I know that this post has already become quite long, so I’ll try to keep this section short and to the point.
The workshop was definitely a great event and I learned a lot about other applications of conceptual spaces in a variety of fields. I’ve also received valuable feedback on my own research, both about concrete next steps (with respect to learning domains with neural networks) and about the way that I need to tell my story (e.g., making clearer why I am trying to define concepts on the overall space and not only on individual domains, and emphasizing that I am using star-shaped concepts not because of any psychological evidence but because it is more convenient for my clustering approach).
I’m already looking forward to the next workshop on conceptual spaces! 🙂
2 thoughts on “Workshop “Concept Learning and Reasoning in Conceptual Spaces””
Thanks, Lucas, for this summary! Very helpful for those of use who were not present. A few brief comments:
(1) Martha Lewis: I noticed connections to Plate and Kanerva’s work on Vector Symbolic Representations and hypervectors. While using Word2Vec as a utility for generating word vectors might be convenient, I would be cautious about using Word2Vec as a substitute for, say, a more geometric approach for generating vectors in a conceptual space. There’s a huge difference between how Word2Vec artificially creates a vector from associations between words, and how, say, a SOM creates a vector.

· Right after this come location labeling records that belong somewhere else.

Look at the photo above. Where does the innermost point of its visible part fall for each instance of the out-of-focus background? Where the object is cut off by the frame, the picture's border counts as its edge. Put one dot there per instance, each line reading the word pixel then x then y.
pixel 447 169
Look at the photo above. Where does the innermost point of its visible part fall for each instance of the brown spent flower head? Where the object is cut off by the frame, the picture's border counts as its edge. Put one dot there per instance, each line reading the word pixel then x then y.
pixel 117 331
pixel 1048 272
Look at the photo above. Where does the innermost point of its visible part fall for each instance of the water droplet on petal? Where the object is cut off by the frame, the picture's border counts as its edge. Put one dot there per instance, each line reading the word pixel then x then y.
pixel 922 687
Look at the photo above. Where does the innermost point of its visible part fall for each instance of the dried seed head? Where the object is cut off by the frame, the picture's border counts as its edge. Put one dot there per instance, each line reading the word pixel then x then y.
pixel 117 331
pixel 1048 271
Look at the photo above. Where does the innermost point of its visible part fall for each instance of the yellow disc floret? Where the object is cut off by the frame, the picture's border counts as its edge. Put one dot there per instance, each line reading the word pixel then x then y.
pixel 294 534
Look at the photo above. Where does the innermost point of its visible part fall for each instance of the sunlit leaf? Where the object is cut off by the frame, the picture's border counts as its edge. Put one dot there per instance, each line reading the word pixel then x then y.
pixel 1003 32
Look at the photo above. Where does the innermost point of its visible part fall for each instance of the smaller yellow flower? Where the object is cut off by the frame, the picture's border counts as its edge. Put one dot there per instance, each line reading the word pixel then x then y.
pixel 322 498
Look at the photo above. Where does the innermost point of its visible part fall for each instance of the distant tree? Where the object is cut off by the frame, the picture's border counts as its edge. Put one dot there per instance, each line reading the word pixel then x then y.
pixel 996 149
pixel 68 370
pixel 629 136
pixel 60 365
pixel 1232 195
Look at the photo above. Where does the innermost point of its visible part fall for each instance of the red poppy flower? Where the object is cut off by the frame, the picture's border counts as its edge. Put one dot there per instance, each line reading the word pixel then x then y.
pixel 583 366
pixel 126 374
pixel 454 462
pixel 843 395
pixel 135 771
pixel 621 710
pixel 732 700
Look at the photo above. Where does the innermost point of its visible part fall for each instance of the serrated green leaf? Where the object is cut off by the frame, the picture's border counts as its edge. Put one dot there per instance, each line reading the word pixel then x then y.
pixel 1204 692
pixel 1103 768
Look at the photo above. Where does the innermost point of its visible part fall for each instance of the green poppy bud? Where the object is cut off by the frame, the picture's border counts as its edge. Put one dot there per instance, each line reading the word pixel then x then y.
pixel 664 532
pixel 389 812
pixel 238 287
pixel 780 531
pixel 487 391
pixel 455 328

(2) Peter Gardenfors: The idea that properties tend to be independent of each other is a very important idea. It is a fundamental idea, IMHO. Independent properties have the capability of forming a bases set for a conceptual space. In linear algebra, bases vectors that span an N-dim space, when superimposed can sum up to any vector in that space. Why is this important? It provides a means by which the brain can form any complex or original thought from a finite set of bases properties (bases vectors). Further research required.
(3) The experimental ideas of Ritchie and Sienhold seem to show potential. I’m looking forward to reading about theirs and the other work!
Keep up the good work, Lucas.
You’re welcome 🙂
A quick response to word2vec: Yes, and Martha of course argued that a conceptual space is definitely preferable to a word2vec-like space (because these word2vec-like spaces don’t have any real grounding in perception and action – as you said they basically only find statistical associations between words).